Technique to help autistic people impress employers
Individuals with an autism spectrum disorder can brighten their chances of bagging a job now. A new simulated training technique teaches them how to develop rapport and impress the interviewer.
Adults with an autism spectrum disorder, who may have trouble talking about themselves and interacting socially, do not always make good impressions in job interviews and have low employment rates.
"Adults with an autism spectrum disorder tend to have difficulties with social communication, which may interfere with them having a successful job interview," said lead study author Matthew J. Smith from Northwestern University.

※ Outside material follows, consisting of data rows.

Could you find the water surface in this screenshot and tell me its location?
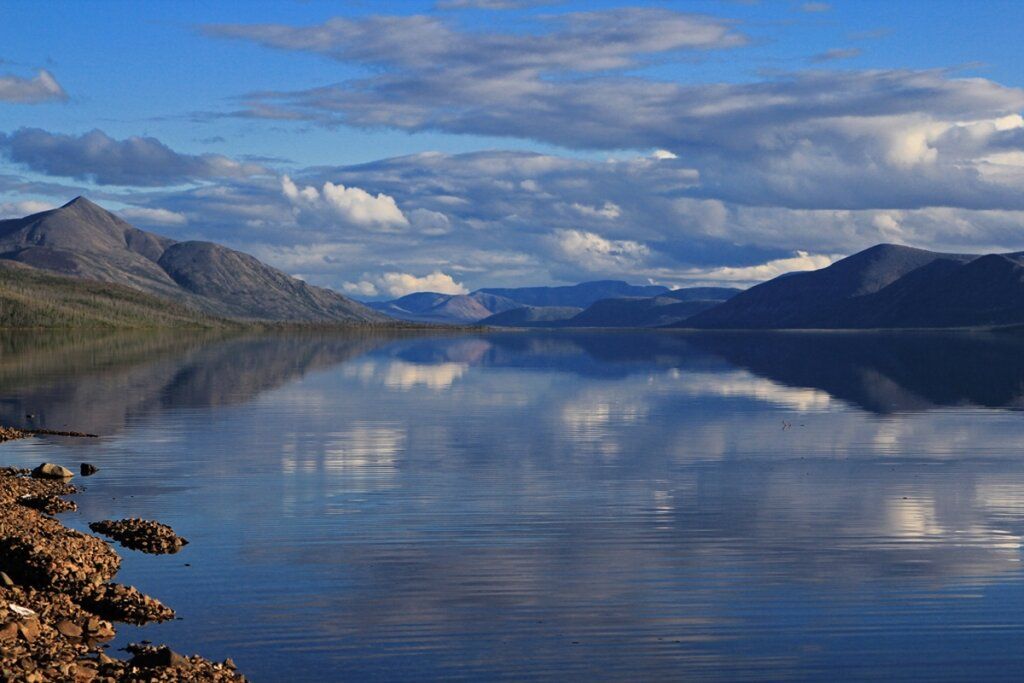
[6,332,1024,681]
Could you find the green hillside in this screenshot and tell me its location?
[0,261,230,328]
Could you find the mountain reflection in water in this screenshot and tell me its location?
[0,332,1024,680]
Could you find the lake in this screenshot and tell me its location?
[6,332,1024,681]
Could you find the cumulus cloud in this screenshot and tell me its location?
[572,202,623,220]
[685,251,839,286]
[810,47,863,63]
[0,128,266,186]
[118,207,188,225]
[195,7,1024,217]
[0,70,68,104]
[281,175,410,229]
[343,270,469,298]
[553,229,650,272]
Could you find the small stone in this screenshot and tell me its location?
[54,620,82,638]
[32,463,75,479]
[131,645,188,669]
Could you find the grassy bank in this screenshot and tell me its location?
[0,261,224,328]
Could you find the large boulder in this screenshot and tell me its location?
[32,463,75,479]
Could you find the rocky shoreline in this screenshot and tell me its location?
[0,427,246,683]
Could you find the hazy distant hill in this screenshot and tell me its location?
[367,280,669,324]
[480,287,740,328]
[0,197,387,323]
[477,280,669,312]
[367,292,519,325]
[682,245,1024,329]
[480,306,583,328]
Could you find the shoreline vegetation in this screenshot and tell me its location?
[0,426,247,683]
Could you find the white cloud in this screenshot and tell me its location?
[409,209,452,236]
[118,207,188,225]
[553,229,650,271]
[0,200,56,218]
[685,251,838,285]
[0,69,68,104]
[343,270,469,298]
[281,175,410,229]
[572,202,623,220]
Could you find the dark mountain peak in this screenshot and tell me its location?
[686,244,1024,329]
[0,197,386,322]
[60,195,101,209]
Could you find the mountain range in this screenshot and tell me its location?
[0,197,389,324]
[676,245,1024,330]
[0,197,1024,330]
[367,280,670,325]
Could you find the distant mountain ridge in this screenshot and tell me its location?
[367,280,669,324]
[0,197,388,323]
[480,287,740,328]
[679,245,1024,330]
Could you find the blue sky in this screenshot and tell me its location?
[0,0,1024,298]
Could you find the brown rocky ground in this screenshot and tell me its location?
[0,444,246,683]
[89,517,188,555]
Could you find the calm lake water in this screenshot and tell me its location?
[0,333,1024,681]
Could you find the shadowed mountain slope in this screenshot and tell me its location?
[679,245,1003,329]
[0,260,228,329]
[0,197,387,323]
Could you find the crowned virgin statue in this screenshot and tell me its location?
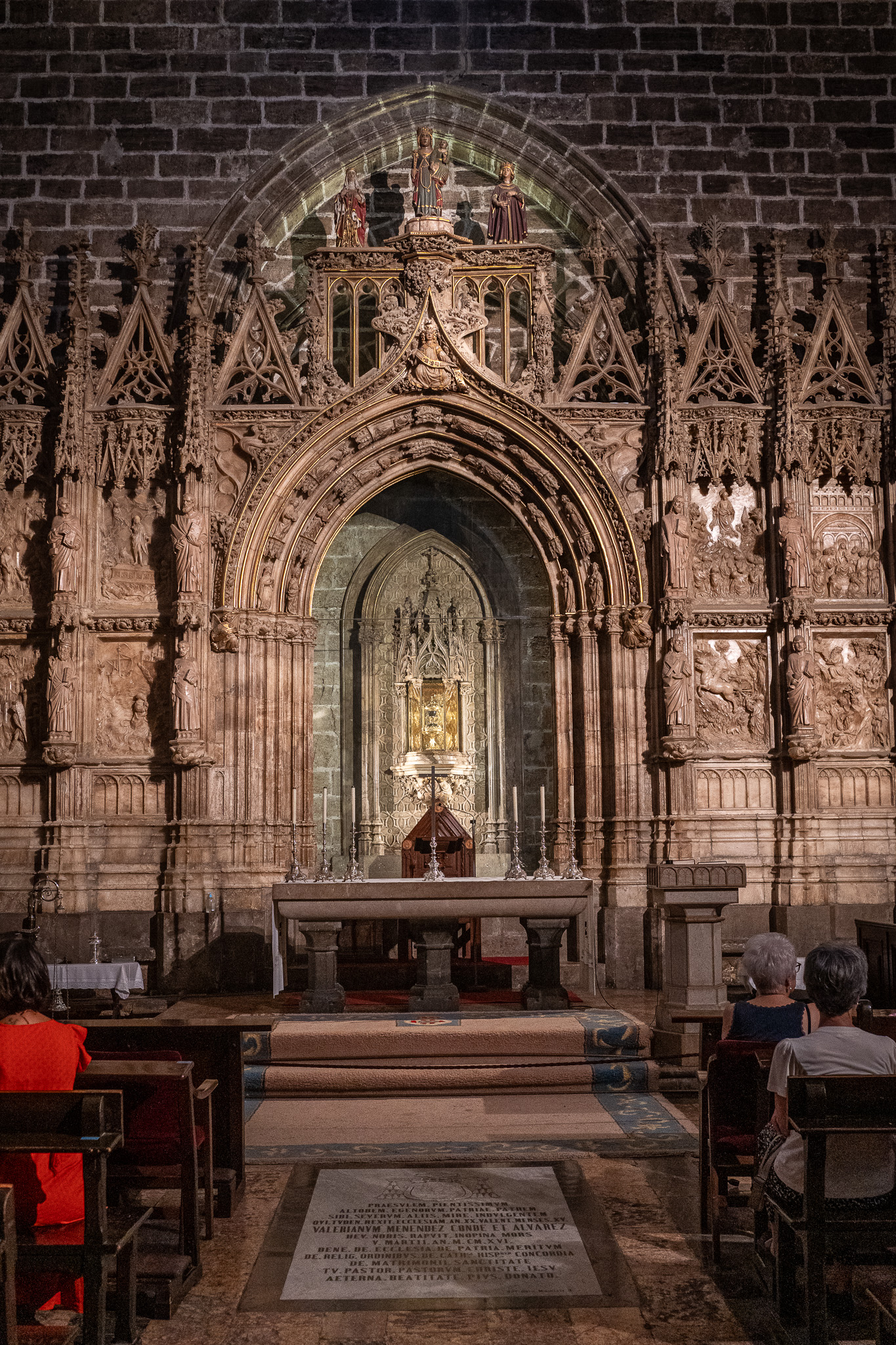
[411,127,447,219]
[489,163,528,244]
[333,168,367,248]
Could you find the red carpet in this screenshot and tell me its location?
[276,990,582,1013]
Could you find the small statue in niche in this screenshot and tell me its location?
[411,127,447,219]
[560,570,576,613]
[407,317,466,393]
[208,612,239,653]
[662,631,692,729]
[171,495,204,593]
[131,514,149,565]
[333,168,367,248]
[662,495,691,592]
[778,500,811,593]
[786,635,818,729]
[47,635,75,738]
[489,163,529,244]
[619,603,653,650]
[584,560,603,612]
[50,500,83,593]
[171,640,199,733]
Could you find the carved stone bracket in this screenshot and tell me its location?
[43,737,78,769]
[660,725,700,765]
[50,593,82,631]
[782,593,815,625]
[660,596,693,625]
[171,737,215,766]
[784,728,821,761]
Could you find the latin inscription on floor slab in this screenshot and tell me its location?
[281,1168,601,1300]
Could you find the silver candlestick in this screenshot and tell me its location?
[343,826,367,882]
[560,818,584,878]
[532,822,556,878]
[286,818,302,882]
[503,822,528,878]
[423,835,444,882]
[314,819,333,882]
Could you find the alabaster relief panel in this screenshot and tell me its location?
[0,485,47,608]
[95,640,171,757]
[691,483,765,603]
[814,635,892,751]
[376,548,485,849]
[693,635,769,755]
[0,775,40,818]
[93,774,165,818]
[811,481,884,601]
[696,769,775,812]
[0,643,43,761]
[818,765,893,812]
[100,489,171,607]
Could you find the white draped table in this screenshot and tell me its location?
[47,961,144,1000]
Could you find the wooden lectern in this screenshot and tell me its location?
[399,803,481,960]
[402,803,475,878]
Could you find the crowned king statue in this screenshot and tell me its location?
[411,127,447,219]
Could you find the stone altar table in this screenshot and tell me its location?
[271,878,591,1013]
[647,862,747,1056]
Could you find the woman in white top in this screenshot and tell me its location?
[756,943,896,1298]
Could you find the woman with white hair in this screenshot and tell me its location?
[721,933,814,1041]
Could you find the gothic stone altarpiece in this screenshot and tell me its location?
[0,131,896,984]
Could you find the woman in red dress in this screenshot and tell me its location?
[0,935,90,1312]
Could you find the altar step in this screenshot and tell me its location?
[243,1009,660,1101]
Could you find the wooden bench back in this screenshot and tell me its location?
[0,1091,123,1154]
[787,1074,896,1134]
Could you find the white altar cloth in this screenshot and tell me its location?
[47,961,144,1000]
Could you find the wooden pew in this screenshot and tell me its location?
[0,1186,78,1345]
[75,1060,208,1319]
[765,1074,896,1345]
[82,1014,274,1218]
[0,1092,149,1345]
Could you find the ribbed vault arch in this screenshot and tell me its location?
[200,85,683,307]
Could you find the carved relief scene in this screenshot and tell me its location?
[815,636,892,751]
[95,640,169,760]
[693,636,769,756]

A new human simulation training programme - based on software originally used to train FBI agents - helps adults with autism improve their job interview skills and confidence, the new Northwestern Medicine study reported.
"Our programme helps trainees learn to talk about their ability to work as a team member so they sound easy to work with. They also learn how to sound interested and enthusiastic about a potential job, as well as convey that they are a hard worker," said Smith, an assistant professor of psychiatry and behavioural sciences.
"We hope that this training programme can improve the employment potential for persons with autism spectrum disorder," added senior study author Michael Fleming, a professor of psychiatry and behavioural sciences at Northwestern's Feinberg School of Medicine.
The trial included 16 individuals, aged 18 to 31, who received the job interview simulation training and 10 in the control group who did not.
Those in the training group each practiced 15 to 20 job interviews with the virtual reality training.
Trainees receive a score at the end of each interview with scores of 90 or better informing them that, "You've got the job!"
The study has been published in the Journal of Autism and Developmental Disorders.